The murals were unveiled on July 29th, in a public ceremony with the Minister of Public Health, physicians, and the artists in attendance. The art critics declared them violent and aggressive and cautioned that the strident colors, would disturb the sick who were in need of physical and spiritual repose. The debate for and against the murals that ensued in the press went on for months, to such an extent that eventually a humorous note was published declaring that the murals had "turned out to be more dangerous and lethal than the Koch bacilli."
By 1970, the seven murals by Torres-García were in danger of being lost, threatened by the deterioration of the building. The Torres-García Foundation funded their restoration; removed from the walls and transferred to canvas, they were donated to Montevideo's Museum of Visual Arts, where they were shown in a Torres-García centenary retrospective in 1974. The following year, together with a large selection of Constructivist works by Torres-García, the murals were exhibited in Paris.

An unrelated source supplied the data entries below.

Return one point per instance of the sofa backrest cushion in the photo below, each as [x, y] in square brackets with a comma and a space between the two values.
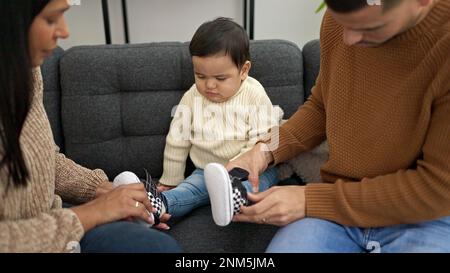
[52, 94]
[116, 100]
[311, 65]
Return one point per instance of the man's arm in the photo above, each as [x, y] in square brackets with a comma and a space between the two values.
[406, 196]
[303, 131]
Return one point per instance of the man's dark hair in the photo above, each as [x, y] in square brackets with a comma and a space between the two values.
[221, 35]
[345, 6]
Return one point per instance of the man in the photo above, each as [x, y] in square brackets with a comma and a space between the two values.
[382, 100]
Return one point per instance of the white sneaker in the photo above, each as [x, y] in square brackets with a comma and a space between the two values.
[126, 178]
[226, 192]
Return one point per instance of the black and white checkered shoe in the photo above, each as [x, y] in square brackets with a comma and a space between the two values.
[155, 197]
[226, 192]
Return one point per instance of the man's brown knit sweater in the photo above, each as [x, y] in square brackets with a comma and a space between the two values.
[31, 218]
[386, 115]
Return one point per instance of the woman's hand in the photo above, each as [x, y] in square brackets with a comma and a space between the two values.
[162, 187]
[277, 206]
[117, 204]
[254, 161]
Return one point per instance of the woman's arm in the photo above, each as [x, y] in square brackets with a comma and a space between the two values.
[76, 184]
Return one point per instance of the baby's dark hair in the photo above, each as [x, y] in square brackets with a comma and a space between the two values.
[221, 35]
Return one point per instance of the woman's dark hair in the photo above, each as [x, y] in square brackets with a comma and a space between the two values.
[221, 35]
[345, 6]
[16, 82]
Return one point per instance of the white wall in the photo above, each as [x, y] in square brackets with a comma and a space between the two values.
[176, 20]
[293, 20]
[85, 24]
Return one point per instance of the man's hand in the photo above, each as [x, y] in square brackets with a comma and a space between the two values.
[277, 206]
[254, 161]
[103, 188]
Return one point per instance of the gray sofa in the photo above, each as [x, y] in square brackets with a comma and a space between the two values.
[110, 108]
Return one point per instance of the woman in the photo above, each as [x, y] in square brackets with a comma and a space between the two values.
[33, 174]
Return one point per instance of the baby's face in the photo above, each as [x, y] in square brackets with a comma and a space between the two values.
[217, 78]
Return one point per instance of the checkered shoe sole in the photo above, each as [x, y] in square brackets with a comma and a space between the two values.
[226, 193]
[157, 204]
[238, 201]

In July 1978, as part of the exhibition "Geometría Sensível" in Rio de Janeiro, 73 works by Torres-García including the seven murals were destroyed in the fire that also consumed the entire collection of the Museum of Modern Art.

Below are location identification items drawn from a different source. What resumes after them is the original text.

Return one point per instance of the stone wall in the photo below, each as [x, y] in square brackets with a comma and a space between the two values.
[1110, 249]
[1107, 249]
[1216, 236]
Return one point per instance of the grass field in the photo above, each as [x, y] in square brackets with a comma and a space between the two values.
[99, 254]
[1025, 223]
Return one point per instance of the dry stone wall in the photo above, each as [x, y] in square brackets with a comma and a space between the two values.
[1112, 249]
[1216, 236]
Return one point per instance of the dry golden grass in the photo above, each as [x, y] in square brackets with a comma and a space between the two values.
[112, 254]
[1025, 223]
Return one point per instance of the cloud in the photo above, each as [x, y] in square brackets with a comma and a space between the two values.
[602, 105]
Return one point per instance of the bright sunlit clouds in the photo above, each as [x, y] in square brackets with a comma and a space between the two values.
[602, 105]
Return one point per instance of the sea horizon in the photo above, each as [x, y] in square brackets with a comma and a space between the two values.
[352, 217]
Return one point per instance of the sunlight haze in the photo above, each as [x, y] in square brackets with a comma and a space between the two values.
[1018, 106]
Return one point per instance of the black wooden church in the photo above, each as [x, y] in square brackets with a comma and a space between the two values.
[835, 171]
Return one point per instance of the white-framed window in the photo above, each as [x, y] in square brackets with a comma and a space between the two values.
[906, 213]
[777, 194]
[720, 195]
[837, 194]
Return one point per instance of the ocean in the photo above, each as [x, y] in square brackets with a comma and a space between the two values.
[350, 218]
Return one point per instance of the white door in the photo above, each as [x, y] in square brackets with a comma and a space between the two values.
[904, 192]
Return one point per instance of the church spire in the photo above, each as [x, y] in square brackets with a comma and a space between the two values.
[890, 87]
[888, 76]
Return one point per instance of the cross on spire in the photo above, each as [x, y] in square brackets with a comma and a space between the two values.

This painting, Construcción, 1944 is Torres-García's study for El Sol, the largest mural (over twenty feet long) of the project. This work is valuable not only because it is a testimony to the scope of the Constructivist muralist movement, and of its irreparable loss, but also because of its sheer originality. Torres-García wrote that these paintings, which he defined as "concrete realism", were a new phase in modern art. By incorporating visual reality and the metaphysical-symbolic into a neoplasticist structure in primary colors, he achieved an overall view of the world. The large fish is out of scale in relation to the harbor scene below because it is an idea, the symbol for life. Torres-García expressed how in his paintings there are some things that reason cannot explain, " there is the fish, and a larger sign dominating everything. There is also a star, why? The spirit is a poet and one shouldn't question the poet."
This painting will be listed under n. P 1944.15 in the forthcoming catalogue raisonné of the artist's oeuvre being prepared by Cecilia de Torres.